This show doesn’t need much explanation, does it? After all, Jorma Kaukonen and Jack Casady have been doing the Hot Tuna thing on and off since 1969. It’s an old rock & roll story: The side project (in this case, Hot Tuna) displaces and outlasts the original band (in this case, Jefferson Airplane). Except that Kaukonen and Casady, while never straying too far from a blues-based structure, have stretched the Tuna to create a variety of tasty musical dishes over the decades. From their original acoustic-duo approach through the heavy sound of the mid-to-late ’70s—their 1974 album Yellow Fever is a sludgy, guilty-pleasure 8-track classic—to the wildly eclectic lineups they’ve toured with over the last dozen years, Hot Tuna have kept things diverse.
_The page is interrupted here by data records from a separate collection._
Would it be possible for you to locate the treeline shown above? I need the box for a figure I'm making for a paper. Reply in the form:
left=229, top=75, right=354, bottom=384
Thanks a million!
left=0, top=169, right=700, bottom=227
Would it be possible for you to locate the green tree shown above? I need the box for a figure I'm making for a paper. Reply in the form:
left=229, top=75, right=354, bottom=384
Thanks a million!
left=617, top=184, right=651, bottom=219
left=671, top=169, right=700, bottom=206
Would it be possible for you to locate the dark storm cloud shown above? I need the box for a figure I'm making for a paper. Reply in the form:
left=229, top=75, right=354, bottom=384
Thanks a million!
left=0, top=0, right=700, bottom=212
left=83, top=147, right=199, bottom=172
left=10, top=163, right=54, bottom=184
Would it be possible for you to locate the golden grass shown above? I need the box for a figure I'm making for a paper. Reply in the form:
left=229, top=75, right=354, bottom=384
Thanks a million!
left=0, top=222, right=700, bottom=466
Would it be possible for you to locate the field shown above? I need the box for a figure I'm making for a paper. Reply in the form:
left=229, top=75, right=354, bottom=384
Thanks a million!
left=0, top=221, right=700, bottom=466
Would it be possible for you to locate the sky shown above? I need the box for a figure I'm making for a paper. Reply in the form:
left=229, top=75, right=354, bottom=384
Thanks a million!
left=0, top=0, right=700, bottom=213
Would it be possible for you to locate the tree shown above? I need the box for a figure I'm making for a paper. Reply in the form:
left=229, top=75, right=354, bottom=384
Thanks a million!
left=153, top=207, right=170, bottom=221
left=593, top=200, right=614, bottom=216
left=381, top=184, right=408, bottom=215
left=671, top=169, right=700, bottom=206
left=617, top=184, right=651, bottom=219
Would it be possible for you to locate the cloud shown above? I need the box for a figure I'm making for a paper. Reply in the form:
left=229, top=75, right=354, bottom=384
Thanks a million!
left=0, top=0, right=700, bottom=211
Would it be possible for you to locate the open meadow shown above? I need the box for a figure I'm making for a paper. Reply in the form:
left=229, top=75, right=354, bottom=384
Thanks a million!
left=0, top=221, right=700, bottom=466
On Sunday night, Casady and Kaukonen will be joined by drummer Eric Diaz and mandolin player Barry Mitterhoff; don’t forget to holler for the “Hesitation Blues.” (Dec. 3, 7 PM, $26, Empire State Plaza, Albany, 473-1845)

Also Noted
Jen Chapin

Burlington, Vt.-based “high performance rock” outfit RAQ play Revolution Hall tonight (Thursday); the show comes near the end of a long tour to support the band’s new release, Ton These (8 PM, $15, 274-0553). . . . Upstart rock-promoters Albany Amped present the Crayons and Big Nixon at Tess’ Lark Tavern tomorrow (Friday) night; the show is also tied in with the 1st Friday art openings (see Night and Day, page 35, for more info; 10 PM, $5, 463-9779). . . . We don’t see this word applied to the fairer sex too often, but we’re going for it: Boston-based troubadour Jess Klein performs songs from her latest album City Gardens at Caffe Lena this Saturday; local boy done good Stephen Clair opens the show (8 PM, $12, 583-0022). . . . Jen Chapin—yes, of the Harry Chapin Chapins—plays her jazzy folk tunes at Club Helsinki in Great Barrington, Mass., on Sunday (8 PM, $15, 413-528-3394). . . . Since his complete recovery from a near-fatal bout with Hepatitis C, Alejandro Escovedo has been plenty busy—this Wednesday, he’ll perform with a string quintet(!) at the Iron Horse Music Hall in Northampton, Mass., in support of his 2006 record The Boxing Mirror; another legendary singer-songwriter shares the bill: Mark Mulcahy (7 PM, $25, 413-584-0610).